Department of Dermatology, Venereology and Leprology, Dr. B.R Ambedkar State Institute of Medical Science, Mohali, Punjab, 160055, India.
Department of Dermatology, Venereology and Leprology, Postgraduate Institute of Medical Education and Research, Sector 12, Chandigarh, 160012, India.
Arch Dermatol Res. 2023 Aug;315(6):1831-1836. doi: 10.1007/s00403-023-02549-x. Epub 2023 Feb 9.

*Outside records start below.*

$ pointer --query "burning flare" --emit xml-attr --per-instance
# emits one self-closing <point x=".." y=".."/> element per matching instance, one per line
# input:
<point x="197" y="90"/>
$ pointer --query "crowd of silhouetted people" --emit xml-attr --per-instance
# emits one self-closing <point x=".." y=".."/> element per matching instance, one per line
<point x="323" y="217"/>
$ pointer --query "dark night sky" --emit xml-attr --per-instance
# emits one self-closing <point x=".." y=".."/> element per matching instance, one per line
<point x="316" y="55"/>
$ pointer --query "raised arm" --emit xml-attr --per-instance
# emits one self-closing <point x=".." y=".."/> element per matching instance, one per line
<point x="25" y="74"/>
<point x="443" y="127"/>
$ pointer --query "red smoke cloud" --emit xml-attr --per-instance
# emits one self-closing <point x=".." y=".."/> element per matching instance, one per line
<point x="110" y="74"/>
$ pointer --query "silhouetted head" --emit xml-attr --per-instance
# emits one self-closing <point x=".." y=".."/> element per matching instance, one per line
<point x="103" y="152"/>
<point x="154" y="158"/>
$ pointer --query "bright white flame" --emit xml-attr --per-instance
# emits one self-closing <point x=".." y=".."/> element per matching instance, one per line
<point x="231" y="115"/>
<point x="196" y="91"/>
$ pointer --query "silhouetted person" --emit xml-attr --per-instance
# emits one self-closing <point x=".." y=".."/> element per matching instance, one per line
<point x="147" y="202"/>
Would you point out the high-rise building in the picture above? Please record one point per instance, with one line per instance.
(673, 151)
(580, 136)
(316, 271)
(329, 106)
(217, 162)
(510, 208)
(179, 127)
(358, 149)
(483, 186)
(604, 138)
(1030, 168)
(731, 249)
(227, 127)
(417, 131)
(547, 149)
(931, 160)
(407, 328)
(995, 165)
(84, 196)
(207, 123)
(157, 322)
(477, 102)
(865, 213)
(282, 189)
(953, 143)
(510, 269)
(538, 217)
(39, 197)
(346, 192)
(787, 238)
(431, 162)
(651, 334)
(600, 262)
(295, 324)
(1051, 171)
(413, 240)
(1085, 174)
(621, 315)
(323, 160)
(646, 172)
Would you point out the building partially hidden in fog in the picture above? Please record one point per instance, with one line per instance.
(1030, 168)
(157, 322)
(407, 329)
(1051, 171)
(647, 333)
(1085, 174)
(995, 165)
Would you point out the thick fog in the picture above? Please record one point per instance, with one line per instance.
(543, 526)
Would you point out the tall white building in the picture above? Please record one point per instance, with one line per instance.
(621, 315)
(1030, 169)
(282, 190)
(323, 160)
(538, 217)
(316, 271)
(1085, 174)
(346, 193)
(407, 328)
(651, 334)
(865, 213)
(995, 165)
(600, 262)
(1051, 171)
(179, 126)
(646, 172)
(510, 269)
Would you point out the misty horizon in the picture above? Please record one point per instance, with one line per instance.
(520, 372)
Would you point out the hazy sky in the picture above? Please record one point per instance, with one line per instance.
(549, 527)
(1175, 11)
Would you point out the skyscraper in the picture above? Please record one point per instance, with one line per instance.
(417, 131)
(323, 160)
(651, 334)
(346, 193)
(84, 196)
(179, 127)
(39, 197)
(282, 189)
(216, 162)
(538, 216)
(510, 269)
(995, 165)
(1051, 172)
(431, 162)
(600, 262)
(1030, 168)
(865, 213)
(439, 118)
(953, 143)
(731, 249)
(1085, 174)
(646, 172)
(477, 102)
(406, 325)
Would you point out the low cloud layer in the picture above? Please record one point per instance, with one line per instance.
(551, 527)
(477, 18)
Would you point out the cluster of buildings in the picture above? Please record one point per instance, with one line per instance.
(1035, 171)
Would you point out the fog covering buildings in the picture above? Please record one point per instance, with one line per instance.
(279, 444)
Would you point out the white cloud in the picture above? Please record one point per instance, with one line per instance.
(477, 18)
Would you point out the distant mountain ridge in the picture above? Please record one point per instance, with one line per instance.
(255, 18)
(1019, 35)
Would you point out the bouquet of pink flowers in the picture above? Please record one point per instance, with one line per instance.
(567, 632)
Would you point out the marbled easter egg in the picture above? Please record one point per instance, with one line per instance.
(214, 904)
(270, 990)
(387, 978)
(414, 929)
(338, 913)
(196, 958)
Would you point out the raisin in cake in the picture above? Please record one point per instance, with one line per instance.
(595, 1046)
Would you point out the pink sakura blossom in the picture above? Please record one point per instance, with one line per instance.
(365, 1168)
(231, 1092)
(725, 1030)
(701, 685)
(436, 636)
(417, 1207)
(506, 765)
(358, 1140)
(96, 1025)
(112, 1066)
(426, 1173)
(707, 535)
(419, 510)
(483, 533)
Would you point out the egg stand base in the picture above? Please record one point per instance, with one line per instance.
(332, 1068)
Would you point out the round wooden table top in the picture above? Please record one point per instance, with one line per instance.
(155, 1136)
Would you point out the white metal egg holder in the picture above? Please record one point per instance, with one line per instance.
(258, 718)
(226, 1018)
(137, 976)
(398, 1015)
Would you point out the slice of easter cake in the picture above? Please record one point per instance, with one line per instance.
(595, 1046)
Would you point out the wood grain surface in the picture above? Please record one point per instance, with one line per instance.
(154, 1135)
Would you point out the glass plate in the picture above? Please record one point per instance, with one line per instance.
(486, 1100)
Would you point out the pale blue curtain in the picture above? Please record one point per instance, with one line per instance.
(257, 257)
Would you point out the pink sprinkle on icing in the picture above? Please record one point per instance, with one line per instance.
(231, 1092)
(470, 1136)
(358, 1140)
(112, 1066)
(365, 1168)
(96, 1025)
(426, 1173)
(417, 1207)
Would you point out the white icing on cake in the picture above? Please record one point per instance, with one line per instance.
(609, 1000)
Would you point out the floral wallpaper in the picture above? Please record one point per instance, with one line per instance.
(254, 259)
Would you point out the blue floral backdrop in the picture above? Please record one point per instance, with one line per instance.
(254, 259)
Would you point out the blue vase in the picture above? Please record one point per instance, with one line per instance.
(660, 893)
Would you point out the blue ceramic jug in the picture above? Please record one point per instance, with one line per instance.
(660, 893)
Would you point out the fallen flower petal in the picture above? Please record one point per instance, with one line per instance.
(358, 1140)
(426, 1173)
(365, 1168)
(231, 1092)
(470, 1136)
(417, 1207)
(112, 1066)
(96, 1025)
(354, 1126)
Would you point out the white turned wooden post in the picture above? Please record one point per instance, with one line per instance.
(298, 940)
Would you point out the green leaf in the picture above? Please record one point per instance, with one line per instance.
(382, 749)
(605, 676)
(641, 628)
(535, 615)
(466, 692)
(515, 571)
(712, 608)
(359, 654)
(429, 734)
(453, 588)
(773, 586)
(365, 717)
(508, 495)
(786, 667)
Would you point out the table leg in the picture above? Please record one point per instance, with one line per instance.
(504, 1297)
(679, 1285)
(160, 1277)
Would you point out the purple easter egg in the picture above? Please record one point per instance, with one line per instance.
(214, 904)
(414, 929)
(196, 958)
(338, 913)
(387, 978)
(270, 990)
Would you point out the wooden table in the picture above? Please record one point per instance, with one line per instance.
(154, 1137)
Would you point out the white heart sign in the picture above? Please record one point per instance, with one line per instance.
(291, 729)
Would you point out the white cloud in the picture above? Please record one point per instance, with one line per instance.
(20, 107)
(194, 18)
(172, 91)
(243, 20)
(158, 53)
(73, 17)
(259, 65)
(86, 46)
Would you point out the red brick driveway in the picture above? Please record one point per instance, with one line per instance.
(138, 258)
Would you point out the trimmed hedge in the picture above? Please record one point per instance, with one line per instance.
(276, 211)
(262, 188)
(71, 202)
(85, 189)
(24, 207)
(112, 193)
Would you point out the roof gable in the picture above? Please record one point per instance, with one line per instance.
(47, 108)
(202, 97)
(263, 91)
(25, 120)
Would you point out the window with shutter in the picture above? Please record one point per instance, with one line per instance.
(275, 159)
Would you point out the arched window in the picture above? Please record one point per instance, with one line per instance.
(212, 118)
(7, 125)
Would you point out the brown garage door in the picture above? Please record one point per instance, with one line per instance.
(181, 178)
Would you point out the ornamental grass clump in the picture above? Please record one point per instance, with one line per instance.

Oral tranexamic acid (TXA) demonstrates promising results in melasma management. However, no clear consensus on the dosing and duration of maintenance doses of TXA therapy in melasma exists. In this study, we intend to evaluate and compare the efficacy of two different TXA dosing regimens in patients with melasma using the mMASI score. This was a randomized, open-label study wherein 50 patients (age > 18 years) with moderate to severe melasma were randomized into group A (250 mg TXA twice a day) and group B (500 mg TXA twice a day). Treatment was administered for 12 weeks and later followed up 4-weekly for next 12 weeks. The primary outcome measure was proportion of patients achieving 75% reduction in modified Melasma area and severity index (mMASI-75) at 12 weeks from baseline, reduction in mMASI and melasma quality of life (MelasQOL) score at 12 and 24 weeks. To assess the rate of relapse by end of 12 weeks post-treatment. Among 50 patients, proportion of patients achieving mMASI-75 at 12 weeks were 20% and 25% in group A and B, respectively (p-0.71). Both groups showed a significant reduction in mean mMASI (4.8 ± 2.2 in group A and 6.8 ± 3.4 in group B; p-0.02) at 12 weeks of treatment. mMASI remained stable after 12 weeks of follow-up and was 4.9 ± 2.43 and 4.93 ± 2.85 in group A and B, respectively (p-0.97). The mean percentage reduction in MelasQOL in group A and B were 41.8 ± 15.3 and 29.5 ± 21.5, respectively (p-0.03). No adverse effects were observed in both groups. Relapse rates was very less and comparable between both groups. Thus, we conclude that both dosing regimens showed comparable efficacy in terms of mMASI reduction at 12-weeks and the improvement achieved was well maintained even after 12-weeks of discontinuing treatment with very few patients relapsed. Hence, lower doses of TXA are equally effective and safe compared to higher doses and not all patients might require tapering or dosing maintenance.
口服氨甲环酸(TXA)在黄褐斑治疗中显示出良好的效果。然而,目前对于黄褐斑患者使用 TXA 治疗的维持剂量和疗程尚无明确共识。本研究旨在通过黄褐斑面积和严重度指数(mMASI)评分来评估和比较两种不同 TXA 剂量方案治疗黄褐斑的疗效。这是一项随机、开放性研究,共纳入 50 例年龄大于 18 岁的中重度黄褐斑患者,随机分为 A 组(TXA 250mg,每日 2 次)和 B 组(TXA 500mg,每日 2 次)。治疗持续 12 周,之后每 4 周随访 12 周。主要疗效指标为治疗 12 周时,与基线相比,mMASI 改善 75%(mMASI-75)的患者比例,治疗 12 周和 24 周时,mMASI 及黄褐斑生活质量(MelasQOL)评分的改善情况。评估治疗结束后 12 周内的复发率。在 50 例患者中,A 组和 B 组分别有 20%和 25%的患者在治疗 12 周时达到 mMASI-75(p-0.71)。两组患者的平均 mMASI 评分均显著降低(A 组为 4.8±2.2,B 组为 6.8±3.4;p-0.02)。治疗 12 周后,mMASI 保持稳定,A 组和 B 组分别为 4.9±2.43 和 4.93±2.85(p-0.97)。A 组和 B 组的 MelasQOL 评分平均百分比降低分别为 41.8±15.3 和 29.5±21.5(p-0.03)。两组均未观察到不良反应。两组的复发率均较低且相似。因此,我们得出结论,两种剂量方案在治疗 12 周时均可显著降低 mMASI,且即使在停止治疗 12 周后,治疗效果仍保持良好,仅有少数患者复发。因此,与高剂量相比,低剂量的 TXA 同样有效且安全,并非所有患者都需要逐渐减少剂量或维持剂量。